Another factor that was mentioned in passing after the transition to the explicit encoding was that Fermi's architecture had reg/mem operations, where an instruction's source operands could be from a register or memory location, meaning the more intensive tracking methods for the latter may have bled into the tracking for the former. Later ISAs took on a load-store model that would have made this unnecessary.
Even with the explicit wait cycles, I was under the impression that variable register fetch latency could still occur with bank conflicts. I thought the explicit delay tracking helped with dispensing with tracking the execution status of instructions whose outputs would be sourced by later operations.
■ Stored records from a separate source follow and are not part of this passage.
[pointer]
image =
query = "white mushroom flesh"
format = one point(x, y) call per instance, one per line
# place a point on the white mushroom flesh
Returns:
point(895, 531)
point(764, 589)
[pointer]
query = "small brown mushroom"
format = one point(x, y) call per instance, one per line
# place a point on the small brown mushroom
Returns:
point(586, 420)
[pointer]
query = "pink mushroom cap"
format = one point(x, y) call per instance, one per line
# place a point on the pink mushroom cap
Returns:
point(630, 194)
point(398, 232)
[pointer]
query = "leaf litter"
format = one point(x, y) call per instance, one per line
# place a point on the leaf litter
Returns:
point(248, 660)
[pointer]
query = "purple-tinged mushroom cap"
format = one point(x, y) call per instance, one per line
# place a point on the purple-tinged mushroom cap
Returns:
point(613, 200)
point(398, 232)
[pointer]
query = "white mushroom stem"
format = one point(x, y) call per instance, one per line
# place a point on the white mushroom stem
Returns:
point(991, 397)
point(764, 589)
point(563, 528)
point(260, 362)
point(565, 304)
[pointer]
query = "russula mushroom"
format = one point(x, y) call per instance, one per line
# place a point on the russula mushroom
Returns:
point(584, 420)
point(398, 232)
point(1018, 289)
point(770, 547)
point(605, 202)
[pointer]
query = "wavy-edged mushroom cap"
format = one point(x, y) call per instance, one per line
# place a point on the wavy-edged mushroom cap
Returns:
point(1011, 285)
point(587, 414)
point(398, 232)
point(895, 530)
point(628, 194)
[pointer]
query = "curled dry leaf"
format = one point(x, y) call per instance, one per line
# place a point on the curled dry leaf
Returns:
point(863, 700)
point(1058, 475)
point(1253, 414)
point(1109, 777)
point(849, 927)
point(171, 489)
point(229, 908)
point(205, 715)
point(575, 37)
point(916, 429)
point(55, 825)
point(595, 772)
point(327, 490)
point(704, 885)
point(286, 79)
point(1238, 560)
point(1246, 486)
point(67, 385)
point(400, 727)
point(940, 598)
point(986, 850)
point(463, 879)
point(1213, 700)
It would be a simpler set of status flags for register IDs, with a short lifetime. The hardware pipeline would also dispense with stages devoted to the run-time analysis of having to check multiple reads with multiple sources, if the explicit tracking bits can direct references to a specific location.
GFX10 was flagged by LLVM as having a banked vector register file, but I haven't seen it mentioned as such by AMD's presentations.
"Interlock" in RDNA sounds simply like a new case of waitcnt.
An interlock would be capable of automatically detecting a specific dependence. AMD's method allows for a much broader time window and number of outstanding operations, particularly in light of how many wavefronts would have their individual tracking, but at the cost of precision. A non-zero counter indicates something hasn't resolved yet, but which one of potentially dozens of operations that is wouldn't be known.
Examples where the count must be zero would likely be classified as an architecturally visible point where there is a critical lack of interlocking, such as how often scalar memory operations are recommended to be used with a waitcnt of 0.
Some of the hazards/bugs from the following show microarchitectural gaps that RDNA still has when it comes to detecting dependences, frequently at similar points that the GCN ISA listed as needing NOPs or wait states (EXEC dependences, scalar/vector sourcing, etc.):
https://gitlab.freedesktop.org/mesa...18f4a3c8abc86814143bf/src/amd/compiler/README
An interesting reference is to the instruction s_waitcnt_depctr, which is not referenced in the ISA doc.
It's indicated as a fix for an unhandled WAR hazard on the EXEC mask, something a more cohesive pipeline would have physical checks for.
This may be a check on a more global internal counter on the number of instructions that have left the instruction buffer and whose operand fetches are outstanding. Using it would be relying on it as a sort of catch-all for missing interlocks or hazard checks..
Coincidentally, I ran across that band-aid showing up on AMD's GPGU site discussing the porting of the PS4 game Detroit to the PC on a 5700XT:
https://gpuopen.com/learn/porting-detroit-2/.
It also shows the compiler using s_inst_prefetch, which was documented as being capable of hanging shaders and wasn't even documented in the original release of the RDNA ISA doc. It apparently exists officially at least since the Feb 2020 version.
When the RDNA shader compiler emits a clause, the implication is that a stall caused by a register read-after-write must not be filled by switching thread. If a clause was not used, then the GPU can switch thread to fill the stall.
Clause terminology showed up in Vega, briefly, in relation to scalar memory ops. The other AMD reference would be its VLIW scheduling days.
It seems like the weaker implicit version in Vega (now called groups?) shows a major motivation for bringing back an optional form of the VLIW method is to get better behavior from the memory pipeline. It may also feed into the introduction of the ordered memory mode as well. I'm less clear on the benefit of the VALU clauses, but perhaps there is some wavefront bring-up that is ALU heavy and is worth optimizing for at the expense of SIMD utilization.